Evaluating Text Datasets

Before publishing a text dataset, ModelArts Studio allows you to evaluate the dataset to optimize data quality, ensure that the data meets high standards, and improve model performance.

If data evaluation is not required, skip this section and proceed with Publishing Text Datasets.

Creating Evaluation Standards for Text Datasets

ModelArts Studio provides preset evaluation standards for text datasets, covering multiple dimensions such as data accuracy, integrity, consistency, and format specifications. You can directly use those standards or create your evaluation standards.

If you want to use the preset evaluation standards, skip this section and proceed with Creating a Text Dataset Evaluation Task.
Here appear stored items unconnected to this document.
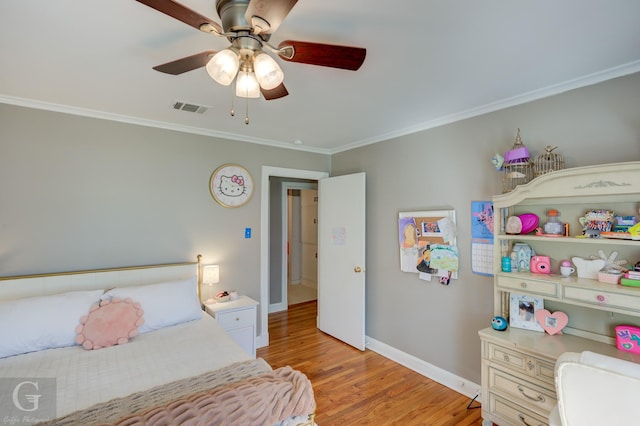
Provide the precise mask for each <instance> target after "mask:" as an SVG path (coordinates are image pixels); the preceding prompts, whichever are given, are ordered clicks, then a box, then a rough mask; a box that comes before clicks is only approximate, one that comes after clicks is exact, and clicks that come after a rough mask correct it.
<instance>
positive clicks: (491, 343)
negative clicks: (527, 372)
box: [489, 343, 527, 372]
mask: <svg viewBox="0 0 640 426" xmlns="http://www.w3.org/2000/svg"><path fill="white" fill-rule="evenodd" d="M489 360H490V361H497V362H499V363H500V364H505V365H508V366H509V367H512V368H515V369H517V370H520V371H522V372H526V368H525V365H526V362H527V361H526V356H525V355H524V354H522V353H520V352H516V351H512V350H510V349H508V348H504V347H502V346H498V345H494V344H493V343H489Z"/></svg>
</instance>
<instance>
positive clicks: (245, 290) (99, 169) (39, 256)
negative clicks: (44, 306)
mask: <svg viewBox="0 0 640 426" xmlns="http://www.w3.org/2000/svg"><path fill="white" fill-rule="evenodd" d="M225 163H238V164H241V165H243V166H245V167H246V168H247V169H248V170H249V172H250V173H251V175H252V176H253V180H254V185H255V188H256V189H255V190H254V194H253V197H252V198H251V200H250V201H249V203H248V204H247V205H245V206H244V207H242V208H238V209H228V208H224V207H222V206H220V205H218V204H217V203H216V202H215V201H214V200H213V198H212V197H211V195H210V193H209V178H210V176H211V173H212V172H213V171H214V170H215V169H216V168H217V167H218V166H219V165H222V164H225ZM263 165H269V166H274V167H291V166H292V165H295V168H297V169H312V170H321V171H329V167H330V157H329V156H328V155H322V154H315V153H308V152H302V151H296V150H289V149H282V148H273V147H268V146H262V145H256V144H247V143H243V142H238V141H230V140H223V139H215V138H211V137H206V136H200V135H194V134H186V133H180V132H174V131H168V130H162V129H154V128H149V127H142V126H138V125H133V124H125V123H118V122H112V121H105V120H99V119H92V118H85V117H79V116H73V115H68V114H62V113H55V112H48V111H42V110H36V109H29V108H22V107H15V106H10V105H5V104H0V275H2V276H9V275H22V274H33V273H43V272H54V271H69V270H79V269H91V268H103V267H116V266H127V265H143V264H155V263H163V262H175V261H195V260H196V255H197V254H202V255H203V256H204V258H203V262H204V263H206V264H219V265H220V284H219V287H221V288H226V289H235V290H238V291H239V292H242V293H245V294H248V295H250V296H252V297H254V298H256V299H259V297H260V185H261V182H260V179H261V168H262V166H263ZM247 227H250V228H252V231H253V232H252V238H251V239H245V238H244V229H245V228H247Z"/></svg>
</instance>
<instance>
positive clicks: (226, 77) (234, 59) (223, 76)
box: [206, 49, 240, 86]
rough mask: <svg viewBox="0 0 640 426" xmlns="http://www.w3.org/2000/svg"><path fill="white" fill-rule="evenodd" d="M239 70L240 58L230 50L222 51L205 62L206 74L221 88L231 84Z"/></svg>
mask: <svg viewBox="0 0 640 426" xmlns="http://www.w3.org/2000/svg"><path fill="white" fill-rule="evenodd" d="M238 68H240V58H238V54H237V53H236V52H234V51H233V50H231V49H224V50H221V51H219V52H218V53H216V54H215V55H213V57H212V58H211V59H210V60H209V62H207V66H206V69H207V73H209V75H210V76H211V78H213V79H214V80H215V81H217V82H218V83H220V84H222V85H223V86H228V85H230V84H231V82H232V81H233V79H234V78H235V76H236V74H237V73H238Z"/></svg>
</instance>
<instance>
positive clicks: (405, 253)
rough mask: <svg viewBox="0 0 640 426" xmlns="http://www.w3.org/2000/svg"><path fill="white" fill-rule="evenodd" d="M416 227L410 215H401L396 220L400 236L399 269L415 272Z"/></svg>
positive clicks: (414, 222) (414, 220) (416, 260)
mask: <svg viewBox="0 0 640 426" xmlns="http://www.w3.org/2000/svg"><path fill="white" fill-rule="evenodd" d="M417 232H418V229H417V227H416V221H415V219H414V218H412V217H401V218H400V219H399V220H398V235H399V237H400V270H401V271H403V272H416V264H417V263H418V234H417Z"/></svg>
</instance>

To create evaluation standards for text datasets, perform the following steps:

Log in to ModelArts Studio Large Model Deveopment Platform. In the My Spaces area, click the required workspace.
Figure 1 My Spaces
In the navigation pane, choose Data Engineering > Data Management > Data Evaluation. On the Manual Evaluation Standard tab page, the preset text dataset evaluation standard NLP Data Quality Standard V1.0 are displayed. You can click the evaluation criterion name to view the specific evaluation items.
Figure 2 Preset evaluation standards for text datasets
On the Manual Evaluation Standard page, click Create custom standards, select Preset Standard, and set the evaluation standard name and description.
Edit evaluation items.
You can delete evaluation items or create custom evaluation items as required. When creating a custom evaluation item, ensure that the evaluation type, evaluation item, and evaluation item description are clear and unambiguous.
Click Complete Creation.
After evaluation standards are created, you can view, edit, and delete them on the Manual Evaluation Standard page.

Creating a Text Dataset Evaluation Task

Only processed datasets can be evaluated.

Before creating a text dataset evaluation task, generate a processed dataset by referring to Processing Text Datasets.

To create a text dataset evaluation task, perform the following steps:

Log in to ModelArts Studio Large Model Deveopment Platform. In the My Spaces area, click the required workspace.
Figure 3 My Spaces
In the navigation pane, choose Data Engineering > Data Management > Data Evaluation. On the displayed page, click Create Evaluation Task in the upper right corner.
Select the dataset to be evaluated and set the number of samples.
Click Next Step and select the evaluation standard. Click Next Step to set the evaluator and click Next Step to enter the task name.
Click Complete Creation to go to the Data Evaluation page. After the evaluation task is created, the status becomes Created.
Click Evaluate in the Operation column.
On the evaluation page, label the problems of the current data by referring to the evaluation items. If the data meets the requirements, click Passed. If the data does not meet the requirements, click Not passed.
For a text dataset, you can right-click the question content and choose the corresponding problem type from the shortcut menu as shown in Figure 4.

Figure 4 Marking dataset problems
After all data is evaluated, check that the evaluation progress is 100% on the Manual Evaluation page.
Click Report in the Operation column to view the dataset quality evaluation report.